Amministrazione condivisa, l’economia sociale per colmare i gap della povertà
L’amministrazione condivisa tra pubblico e privato nel Terzo Settore può essere una potente leva di crescita, dare spazio all’innovazione e costituire una dimensione di concretezza per i giovani. Purché venga utilizzata nelle modalità corrette. Questo quanto è emerso al panel “Terzo settore: la collaborazione tra pubblico e privato come leva di crescita” al Festival dell’Economia di Trento moderato dalla giornalista Maria Carla De Cesari.

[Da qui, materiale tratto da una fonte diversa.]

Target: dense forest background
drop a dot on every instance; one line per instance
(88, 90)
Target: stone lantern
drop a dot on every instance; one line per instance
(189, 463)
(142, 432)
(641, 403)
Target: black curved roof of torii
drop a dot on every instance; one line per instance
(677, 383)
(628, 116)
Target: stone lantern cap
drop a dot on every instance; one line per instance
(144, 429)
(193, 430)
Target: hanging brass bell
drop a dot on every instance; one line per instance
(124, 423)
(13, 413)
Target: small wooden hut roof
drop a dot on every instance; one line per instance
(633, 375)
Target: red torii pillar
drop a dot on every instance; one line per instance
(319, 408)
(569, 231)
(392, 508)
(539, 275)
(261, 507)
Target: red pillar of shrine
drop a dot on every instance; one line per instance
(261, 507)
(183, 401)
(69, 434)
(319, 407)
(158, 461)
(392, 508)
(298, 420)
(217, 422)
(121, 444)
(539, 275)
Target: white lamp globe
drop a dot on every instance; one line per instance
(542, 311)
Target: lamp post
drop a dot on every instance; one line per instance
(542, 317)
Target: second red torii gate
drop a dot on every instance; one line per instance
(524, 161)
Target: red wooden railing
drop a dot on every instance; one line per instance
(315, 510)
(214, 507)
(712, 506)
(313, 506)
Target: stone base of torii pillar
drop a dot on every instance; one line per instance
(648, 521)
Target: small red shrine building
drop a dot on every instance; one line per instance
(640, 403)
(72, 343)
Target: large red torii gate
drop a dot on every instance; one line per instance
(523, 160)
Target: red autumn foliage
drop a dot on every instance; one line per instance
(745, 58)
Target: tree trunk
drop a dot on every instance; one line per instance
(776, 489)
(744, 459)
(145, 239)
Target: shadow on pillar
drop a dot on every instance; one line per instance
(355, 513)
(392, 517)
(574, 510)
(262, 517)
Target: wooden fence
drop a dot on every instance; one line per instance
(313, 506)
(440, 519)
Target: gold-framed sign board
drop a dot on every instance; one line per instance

Per Stefano Granata (Confcooperative), la Pa ha camuffato le gare d’appalto: “Non si è costruita una coprogettazione – ha detto –, ma la Pa ha costruito un trappolone. Noi dobbiamo pretendere di sederci con dignità a un tavolo di confronto con la Pa. Il lavoro del sociale non può essere retribuito meno di tutti. Servono competenza, professionalità, qualità. L’economia sociale è una nuova economia che nasce per colmare il gap del vivere comunitario. I livelli di povertà a cui stiamo assistendo tolgono i punti di riferimento. Dobbiamo evitare che vengano escluse le persone. Noi abbiamo un patrimonio. Le cooperative aggregano capacità, entusiasmo, valori. Giocare un protagonismo nuovo attraverso l’economia sociale. Questo è il nuovo terreno di gioco”.

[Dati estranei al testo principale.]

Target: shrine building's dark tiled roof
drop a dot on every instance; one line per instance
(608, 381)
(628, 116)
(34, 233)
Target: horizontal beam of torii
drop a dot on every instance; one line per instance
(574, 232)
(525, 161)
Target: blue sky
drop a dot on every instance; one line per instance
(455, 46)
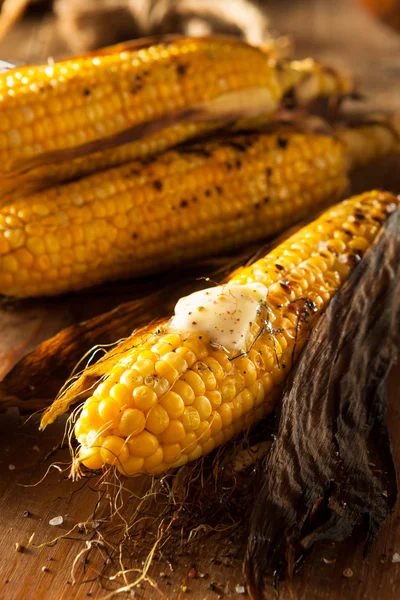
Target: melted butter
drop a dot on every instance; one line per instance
(225, 313)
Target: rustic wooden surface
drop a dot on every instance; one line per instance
(343, 33)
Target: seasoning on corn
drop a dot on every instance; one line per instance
(77, 116)
(191, 394)
(186, 203)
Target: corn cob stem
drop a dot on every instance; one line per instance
(187, 203)
(68, 119)
(174, 395)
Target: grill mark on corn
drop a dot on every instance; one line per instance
(150, 198)
(202, 396)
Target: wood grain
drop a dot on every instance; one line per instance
(339, 31)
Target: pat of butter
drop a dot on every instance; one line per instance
(225, 313)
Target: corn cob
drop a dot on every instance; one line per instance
(174, 395)
(54, 116)
(188, 203)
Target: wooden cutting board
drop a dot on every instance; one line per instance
(341, 32)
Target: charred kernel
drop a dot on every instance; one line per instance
(175, 432)
(114, 450)
(157, 420)
(144, 398)
(143, 444)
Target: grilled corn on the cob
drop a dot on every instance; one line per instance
(56, 118)
(179, 392)
(187, 203)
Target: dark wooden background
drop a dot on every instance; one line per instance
(338, 31)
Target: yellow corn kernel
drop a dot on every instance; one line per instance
(195, 345)
(114, 450)
(131, 379)
(215, 367)
(131, 466)
(203, 407)
(190, 419)
(171, 452)
(158, 384)
(206, 375)
(265, 209)
(173, 404)
(110, 411)
(175, 432)
(187, 355)
(157, 420)
(203, 432)
(144, 398)
(145, 367)
(132, 422)
(196, 453)
(208, 446)
(166, 370)
(153, 460)
(91, 458)
(251, 385)
(225, 412)
(248, 370)
(184, 390)
(189, 443)
(222, 358)
(176, 361)
(121, 393)
(143, 444)
(228, 389)
(90, 417)
(195, 382)
(215, 422)
(215, 398)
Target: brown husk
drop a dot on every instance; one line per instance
(316, 483)
(37, 378)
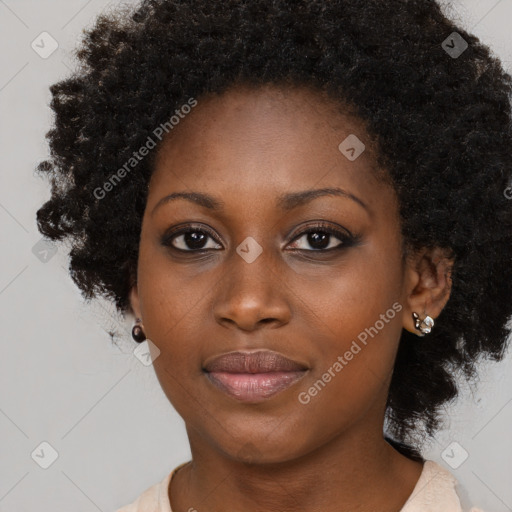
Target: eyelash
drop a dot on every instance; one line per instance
(346, 240)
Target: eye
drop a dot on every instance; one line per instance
(322, 238)
(191, 239)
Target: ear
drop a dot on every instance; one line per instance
(427, 284)
(134, 301)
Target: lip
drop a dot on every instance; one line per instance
(253, 376)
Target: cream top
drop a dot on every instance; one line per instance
(434, 492)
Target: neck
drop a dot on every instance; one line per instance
(356, 471)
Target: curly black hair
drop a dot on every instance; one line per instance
(441, 121)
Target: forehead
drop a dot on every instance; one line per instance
(255, 143)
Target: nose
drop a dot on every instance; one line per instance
(251, 295)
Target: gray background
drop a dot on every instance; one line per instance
(63, 381)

Gabriele Sepio, avvocato e componente del Tavolo per l’economia sociale costituito presso il Ministero dell’Economia, ha aggiunto che “Dietro alla norma dell’amministrazione condivisa c’è un modello culturale, che prevede il passaggio dalla competizione alla collaborazione. Il dialogo tra Terzo Settore e Pa non è più prestazionale, ma un percorso di reciprocità. L’amministrazione condivisa è una palestra per arrivare alla definizione del Terzo Settore come capitale sociale delle istituzioni democratiche e la sua applicazione porterà nuovo valore all’economia sociale. Gli amministratori pubblici che coraggiosamente applicano questo modello hanno grande consapevolezza del suo valore”.
Interessanti le testimonianze di due Fondazioni che sono riuscite a trovare una via nuova di dialogo con la Pa per realizzare progetti di ampio respiro. La prima è stata raccontata da Laura Biancalani presidente della Bocelli Foundation, protagonista della creazione di un nuovo modello di scuola nelle zone terremotate d’Abruzzo, fondato sull’innovazione pedagogica e sullo sviluppo di programmi attraverso i linguaggi dell’arte, della musica e del digitale. “Per noi i bambini non sono vasi da riempire, ma fiamme da accendere” ha detto. Dopo il terremoto la Fondazione ha realizzato 5 scuole, accademie e hub educativi in 150 giorni sostituendosi di fatto alla Pa.
La seconda esperienza arriva invece dalla Fondazione Comunità Messina, il cui fondatore Gaetano Giunta ha raccontato il percorso che ha interessato la baraccopoli di Messina, dove vivevano 2mila famiglie e dove la Fondazione ha creato le basi per promuovere lo sviluppo umano, con vere e proprie politiche integrate, non attraverso piccoli interventi mirati. La Fondazione ha agito dapprima con fondi privati e poi affiancando la Pa su richiesta del Comune di Messina. Attraverso interventi su casa, socialità e lavoro, in poco tempo 650 persone hanno costruito un nuovo futuro, generando processi di redistribuzione della ricchezza. E le aree liberate dalla baraccopoli sono state trasformate in parchi.